So far this year two big releases, The Hunger Games and The Woman in Black, have had mere seconds of footage shaved from them in order to drop down from a 15 certificate to the Box Office friendly rating of 12A. What intrigued me about this, rather than the fact that studios are hunting for a 12A rating which makes financial sense, is the fact that the barrier between a 15 and a 12A certificate can be a few seconds of removed or edited footage. Does being three years older make you better able to handle an extra seven seconds of gore?
This got me thinking about the way our bodies naturally censor every film we watch, shaving minutes off the runtime and shielding us from all kinds of images, by blinking. So now the question is whether we blink for long enough during a film to effectively censor it enough for a lower age certificate. That is what we were all thinking, right?
I did a bit of Google investigating and found that we blink 10 times a minute under laboratory conditions and 3.5 times a minute when focussed on something (a film perhaps?). The duration of the average blink is very roughly 0.25 seconds. Are we excited yet!?

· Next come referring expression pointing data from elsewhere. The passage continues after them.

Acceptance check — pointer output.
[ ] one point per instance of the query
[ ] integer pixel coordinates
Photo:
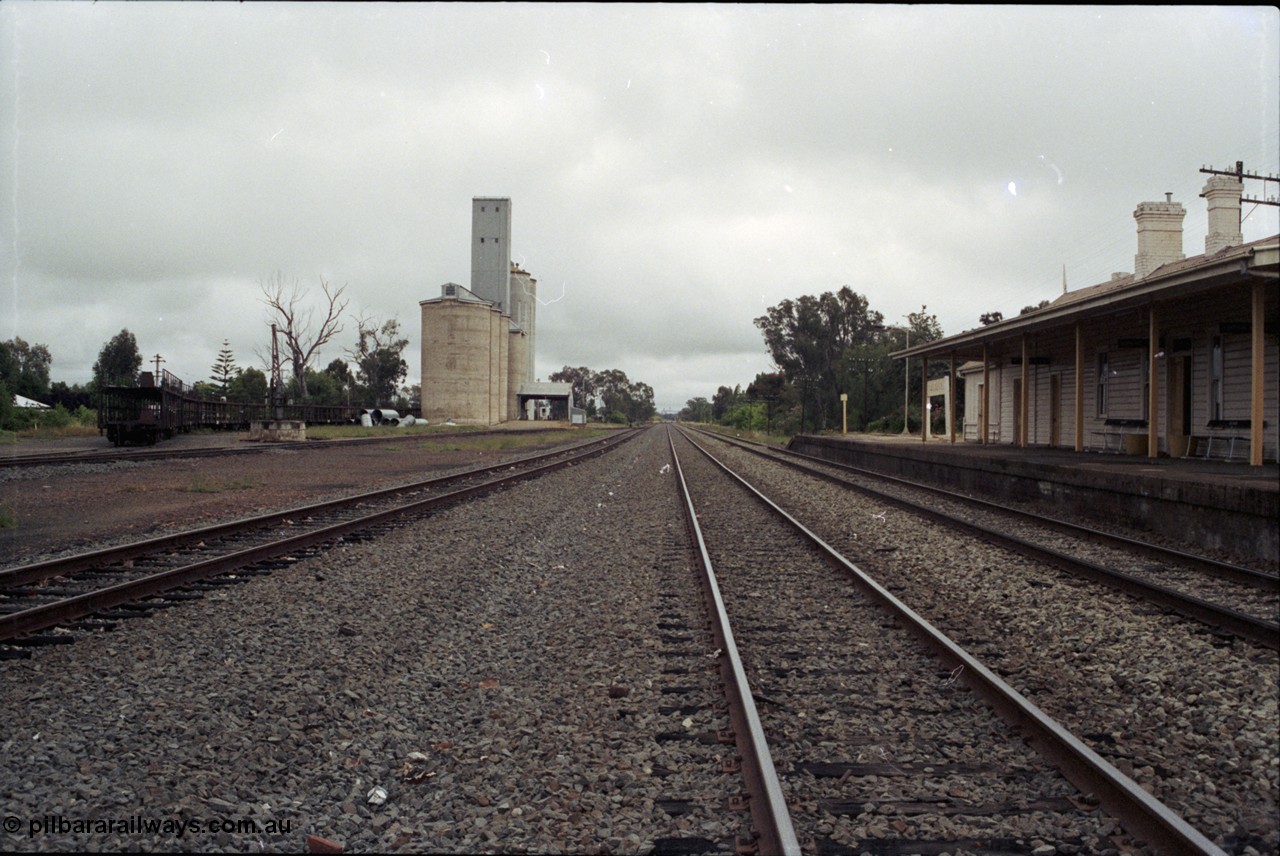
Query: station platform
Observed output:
(1210, 506)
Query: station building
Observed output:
(1176, 358)
(479, 342)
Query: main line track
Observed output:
(1234, 599)
(808, 717)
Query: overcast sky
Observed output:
(673, 169)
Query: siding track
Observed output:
(141, 576)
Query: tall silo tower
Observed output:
(490, 250)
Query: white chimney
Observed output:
(1160, 234)
(1223, 195)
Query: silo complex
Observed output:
(478, 343)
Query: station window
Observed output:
(1104, 381)
(1215, 379)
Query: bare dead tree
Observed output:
(295, 317)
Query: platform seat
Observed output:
(1116, 430)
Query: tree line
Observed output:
(370, 374)
(608, 394)
(824, 347)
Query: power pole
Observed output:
(1239, 174)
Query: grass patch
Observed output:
(199, 485)
(49, 433)
(350, 431)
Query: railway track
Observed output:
(113, 582)
(1234, 599)
(876, 737)
(878, 745)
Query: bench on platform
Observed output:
(1118, 430)
(1221, 439)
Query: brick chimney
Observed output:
(1160, 234)
(1223, 195)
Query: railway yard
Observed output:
(458, 664)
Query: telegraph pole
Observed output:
(1239, 174)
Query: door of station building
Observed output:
(1178, 421)
(1055, 410)
(1018, 412)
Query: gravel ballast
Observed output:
(471, 665)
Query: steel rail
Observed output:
(768, 808)
(1142, 815)
(1229, 621)
(1225, 570)
(35, 572)
(37, 618)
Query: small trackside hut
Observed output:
(1178, 358)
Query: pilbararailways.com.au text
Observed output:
(144, 825)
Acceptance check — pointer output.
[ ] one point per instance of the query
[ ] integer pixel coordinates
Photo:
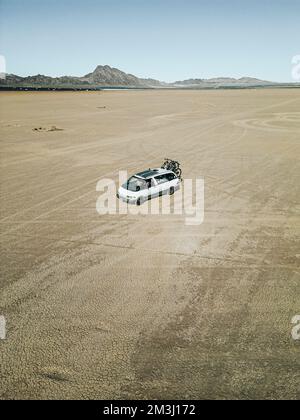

The next step in my journey into testing a pointless theory was to pick four films as test subjects. Joining The Hunger Games and The Woman in Black are The Human Centipede II and A Serbian Film; both films having undergone significant cuts to achieve a release at 18 certificate and escape being banned outright. Using the running time for each film I have calculated the total amount of blinking time, under laboratory conditions and for focussed eyes, the average viewer would experience. The results of my calculations are below:
Film | Running time | Blinking time (lab) |
Blinking time (focussed) |
Amount cut by BBFC |
The Hunger Games | 142m 18s | 5m 56s | 2m 5s | 7s |
The Human Centipede II | 86m 50s | 3m 37s | 1m 16s | 2m 31s |
A Serbian Film | 99m 25s | 4m 9s | 1m 27s | 4m 11s |
The Woman in Black | 94m 47s | 3m 57s | 1m 23s | 6s |
What does this tell us? In reality nothing, but in the delusion you are following me through it means that both The Hunger Games and The Woman in Black could have been released uncut with a 12A rating and our natural eyelid movements would have censored the films dramatically without the BBFC’s help. Staggeringly under laboratory conditions The Human Centipede II could have been released uncut and our blinks would have hidden all the worse of the gore for us! Only A Serbian Film, a truly grim piece of cinema, has too much offensive material for our blinks to take care of.
Taking this even further it is worth considering the fact that for the more scary/gory/extreme films we self-censor even more extensively by clenching our eyes shut, hiding behind coats, and running screaming from the room. When I first saw The Sixth Sense I spent so much time hiding behind a towel, pink and the nearest shield to hand, that I effectively edited it down from a 15 to a PG certificate. I barely saw any dead people thank you very much.
In conclusion: I have too much time on my hands. The BBFC can stop suggesting cuts and just have a BBC Sport style announcer telling viewers when to blink. I stand by my findings 100%.
*Now that you have read the whole thing the title is all the more witty and hilarious, please take a moment to quietly applaud a well written pun.